Let’s visualize predicted values and actual values to understand how well our model is predicting the prices of houses.

```
# importing the module
import matplotlib.pyplot as plt
# fitting the size of the plot
plt.figure(figsize=(20, 8))
# plotting the graphs
plt.plot([i for i in range(len(y_test))],AdaBoostR_pred, label="Predicted values")
plt.plot([i for i in range(len(y_test))],y_test, label="actual values")
plt.legend()
plt.show()
```

Output:

The graph shows that our predictions are a little bit lower than the actual values in most of the cases. We can evaluate the model’s performance using the R^{2} score. The R^{2} score is usually between one and zero. The higher the value will be, the better the model is in making predictions.

```
# Importing r2
from sklearn.metrics import r2_score
# Evaluating the model
print('R-square score is :', r2_score(y_test, AdaBoostR_pred))
```

Output:

R^{2}-score is negative only when the chosen model does not follow the trend of the data, which means our model was not trained properly.

### GridSearchCV to find optimum stump trees

Now let’s use the GridSearchCV helper to find the optimum stump trees number.

```
# importing required module
from sklearn.model_selection import GridSearchCV
# initializing the model
model=AdaBoostRegressor()
# applying GridSearchCV
grid=GridSearchCV(estimator=model,param_grid={'n_estimators':range(1,50)})
# training the model
grid.fit(x_train,y_train)
# printing the best estimator
print("The best estimator returned by GridSearch CV is:", grid.best_estimator_)
```

Output:

This returns that the optimum number of stump trees for the given data is 4.

### AdaBoost regressor using optimum stump trees

Let’s again train our model using the optimal number of stump trees which we found in the previous section of the article.

```
# Create adaboost regressor with default parameters
Ada_regressor4 = AdaBoostRegressor(n_estimators=4)
# Train Adaboost Classifer
AdaBoost_R4 = Ada_regressor4.fit(x_train, y_train)
#Predict price of houses
AdaBoostR_pred4 = AdaBoost_R4.predict(x_test)
```

We will visualize the actual and predicted values of the model again.

This time we can see that our model has predicted well as compared to the previous one.

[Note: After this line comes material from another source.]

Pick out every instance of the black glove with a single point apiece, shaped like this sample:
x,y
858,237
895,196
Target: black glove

Let’s calculate the R^{2}-score as well.

```
# Evaluating the model
print('R score is :', r2_score(y_test, AdaBoostR_pred4))
```

Output:

This shows that our model has performed pretty well this time.

## Summary

AdaBoost was the first successful boosting algorithm developed for binary classification. In this article, we’ve covered the AdaBoost algorithm implementation and demonstrated how to use it to solve regression and classification problems.